Il rischio della macchina

Più sono le possibilità legate ad una nuova tecnologia e più sono i rischi che essa può portare con sé. Le opere di fantasia, che siano serie TV, film o romanzi, ci hanno sempre avvisati. Preservare il lato umano è la necessità fondamentale a questo punto. La creazione di qualcosa che ci semplifichi la vita, ma che rischia pure di non farcene più avere una, è da monitorare. Siamo immersi nella tecnologia e non ci è possibile non dipendere da essa. L’impatto che potrebbe avere l’uso delle IA è proprio quello di non poter più essere autonomi nella gestione di diversi aspetti delle nostre vite. Per quanto le macchina ci abbiamo semplificato la vita, è anche vero che rischiano di togliercela dalle mani. Non solo nel senso metaforico. L’impatto ambientale dei vari software non è di poca rilevanza. Solo nell’addestramento di una IA si emettono 550 milioni di tonnellate di anidride carbonica, per non parlare dell’acqua utilizzata per raffreddare i server.

La normativa UE

Il primo regolamento al mondo sull’intelligenza artificiale è rappresentato dalla “Artificial Intelligence Act”. L’obiettivo è quello di accertarsi che i sistemi di IA all’interno del mercato europeo siano sicuri e rispettino i diritti dell’Unione Europea.

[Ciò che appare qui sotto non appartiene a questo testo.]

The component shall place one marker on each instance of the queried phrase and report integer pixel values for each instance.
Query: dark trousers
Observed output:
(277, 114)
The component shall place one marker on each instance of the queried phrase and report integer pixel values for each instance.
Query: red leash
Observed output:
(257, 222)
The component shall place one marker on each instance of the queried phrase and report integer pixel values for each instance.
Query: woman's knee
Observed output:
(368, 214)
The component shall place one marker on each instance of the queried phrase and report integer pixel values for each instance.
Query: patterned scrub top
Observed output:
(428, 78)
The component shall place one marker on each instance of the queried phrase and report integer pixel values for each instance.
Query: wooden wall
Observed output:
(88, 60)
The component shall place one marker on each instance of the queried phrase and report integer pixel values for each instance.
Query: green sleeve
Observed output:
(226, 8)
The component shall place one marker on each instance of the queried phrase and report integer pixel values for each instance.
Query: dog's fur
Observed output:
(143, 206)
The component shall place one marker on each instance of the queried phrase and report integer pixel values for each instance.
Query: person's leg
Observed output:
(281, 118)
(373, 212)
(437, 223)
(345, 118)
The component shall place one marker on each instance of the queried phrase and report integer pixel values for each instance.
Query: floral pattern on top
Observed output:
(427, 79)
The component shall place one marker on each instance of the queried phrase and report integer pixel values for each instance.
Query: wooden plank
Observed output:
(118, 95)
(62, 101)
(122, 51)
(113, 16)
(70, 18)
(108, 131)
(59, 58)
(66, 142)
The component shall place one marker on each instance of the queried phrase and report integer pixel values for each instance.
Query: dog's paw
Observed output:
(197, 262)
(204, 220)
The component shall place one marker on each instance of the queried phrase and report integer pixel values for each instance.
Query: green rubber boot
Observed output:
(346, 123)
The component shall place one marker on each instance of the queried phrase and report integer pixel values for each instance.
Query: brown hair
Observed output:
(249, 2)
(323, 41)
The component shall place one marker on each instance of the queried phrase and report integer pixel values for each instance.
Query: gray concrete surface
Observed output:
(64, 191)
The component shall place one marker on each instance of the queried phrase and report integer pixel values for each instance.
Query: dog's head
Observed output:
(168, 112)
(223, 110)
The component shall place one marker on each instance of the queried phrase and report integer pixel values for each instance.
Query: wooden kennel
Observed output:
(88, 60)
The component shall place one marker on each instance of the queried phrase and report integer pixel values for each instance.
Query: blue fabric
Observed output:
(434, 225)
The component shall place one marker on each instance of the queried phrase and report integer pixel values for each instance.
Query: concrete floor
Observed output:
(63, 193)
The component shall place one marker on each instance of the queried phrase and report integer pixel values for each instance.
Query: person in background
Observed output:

In particolare, il testo vuole classificare i sistemi di IA in base al livello di rischio e introduce i requisiti e gli obblighi per la loro immissione nel mercato europeo. Alcune IA potrebbero quindi essere vietato nell’UE. Questo regolamento è stato presentato ad aprile 2021 e approvato a marzo 2024. Nel corso dell’anno, i paesi membri dovranno applicare il testo. Proprio in ragione di questo, anche lo stato italiano ha introdotto delle linee guida e dei regolamenti specifici. In particolare, l’intervento di Barachini ha specificato quelle che sono le regole che andranno seguite all’interno del mondo dell’editoria.

Arginare la distopia

Rendere l’uomo più pigro. Delegare alle macchine. Perdita di capacità banali. Essere legati a delle macchine. Queste e tante altre sono le paure che derivano dall’utilizzo sempre più capillare di nuove tecnologie. Esseri umani che perdono il lato umano. Un mondo meno naturale e molto più grigio e digitale. Un mondo asettico. Un mondo che senza apocalisse, assomiglia al post-apocalittico di Philip K. Dick. Nel romanzo “Il cacciatore di androidi” il legame tra uomo e natura è scomparso. Gli uomini si servono di androidi come schiavi e le relazioni umane sono scomparse. Il dilemma vero è capire se gli androidi possano effettivamente essere trattati come tali, oppure se hanno un lato umano. Ma la vera domanda è: che cosa si intende per essere umano? Una volta che ci serviamo così costantemente delle macchine, una volta che non sono più solo degli strumenti, ma sono parte integrante e fondamentale delle nostre vite, siamo ancora umani?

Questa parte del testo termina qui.